Proper now, the tour is Yankovic’s focus. When he determined in opposition to renewing his Sony contract, Levey says, they examined the waters with “very restricted outreach” to a mixture of indie and main labels. “And we received nice provides and I introduced these provides to him, and he considered it and stated, ‘I’m actually loving this sense of not being underneath contract to anyone … Please inform these individuals how appreciative I’m of their beneficiant provides and we’re simply not going to simply accept any of them.’ ”
He’s now impartial within the truest sense: He has an imprint, Manner Moby, that’s technically now his label, however he describes it extra as current for theoretical recording functions. He figures he’ll put out a single right here and there, contribute to soundtracks if he’s requested and, as at all times, stay open to what could come — like making a shock look final November to duet with Will Forte on Chappell Roan’s “Sizzling To Go!” at a charity occasion or creating a Broadway Bizarre Al jukebox musical that he says is within the very earliest artistic levels, a “bucket listing” undertaking.

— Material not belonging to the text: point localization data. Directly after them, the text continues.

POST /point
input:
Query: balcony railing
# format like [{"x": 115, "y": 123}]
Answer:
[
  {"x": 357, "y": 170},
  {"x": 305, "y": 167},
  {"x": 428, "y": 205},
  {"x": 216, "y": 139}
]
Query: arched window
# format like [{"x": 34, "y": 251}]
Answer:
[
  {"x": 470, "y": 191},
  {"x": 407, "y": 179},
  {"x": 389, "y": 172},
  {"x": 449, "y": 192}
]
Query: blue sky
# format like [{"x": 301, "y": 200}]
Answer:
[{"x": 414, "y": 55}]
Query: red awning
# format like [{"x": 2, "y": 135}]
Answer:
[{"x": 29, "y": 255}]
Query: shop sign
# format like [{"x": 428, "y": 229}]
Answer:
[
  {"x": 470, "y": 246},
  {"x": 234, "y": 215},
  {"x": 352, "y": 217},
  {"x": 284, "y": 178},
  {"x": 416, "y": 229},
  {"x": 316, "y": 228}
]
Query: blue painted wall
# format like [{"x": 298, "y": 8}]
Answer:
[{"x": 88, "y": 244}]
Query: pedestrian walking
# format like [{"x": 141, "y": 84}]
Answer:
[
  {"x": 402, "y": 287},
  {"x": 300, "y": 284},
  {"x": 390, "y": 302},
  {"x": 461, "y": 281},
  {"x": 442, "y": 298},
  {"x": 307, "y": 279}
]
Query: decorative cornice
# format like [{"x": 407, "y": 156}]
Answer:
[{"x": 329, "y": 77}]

“When [he had] the No. 1 album within the nation, that was such a triumphant second. I bear in mind us celebrating,” Samberg remembers. “It simply reveals you — I don’t assume anybody else will actually contact that house. It’s his house. Nobody goes to say, ‘I’m going to do what Al does,’ ’trigger good luck. He owns that till he doesn’t wish to do it anymore.”

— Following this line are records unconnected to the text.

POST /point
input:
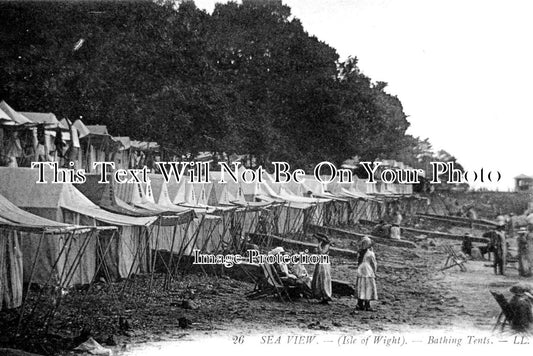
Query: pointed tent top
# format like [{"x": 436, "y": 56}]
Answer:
[
  {"x": 48, "y": 119},
  {"x": 15, "y": 117}
]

The world, Yankovic is aware of, can be not the identical as when he first grew to become well-known. “I received a report deal, I received on MTV, and I form of had the market to myself,” he displays. “Now the enjoying discipline has been so leveled that anyone can add their materials to YouTube or numerous portals like that. And if the stuff is nice, chances are high individuals will finally see it. I’d prefer to assume that if I used to be developing now, I’d nonetheless do OK, however it will simply be extra of a problem.”

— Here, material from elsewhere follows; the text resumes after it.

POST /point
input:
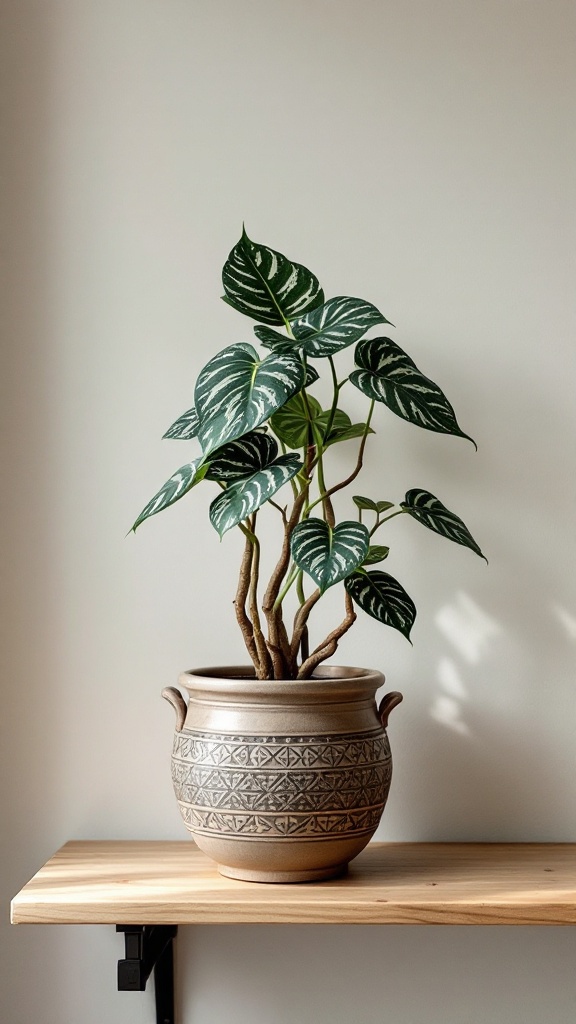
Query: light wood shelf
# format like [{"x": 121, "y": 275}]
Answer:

It’s a beneficiant sentiment, a reminder that, as Miranda places it, one in all Yankovic’s many abilities can be “studying the room.” However in its humility, it’s additionally a reminder that, flooded because the market could now be with humorous individuals on the web, none of them, nonetheless, are doing it like Bizarre Al: the 65-year-old who as soon as thought he’d play accordion at weddings and Italian eating places, who’s about to make his Madison Sq. Backyard debut.
This story seems within the June 7, 2025, of Billboard.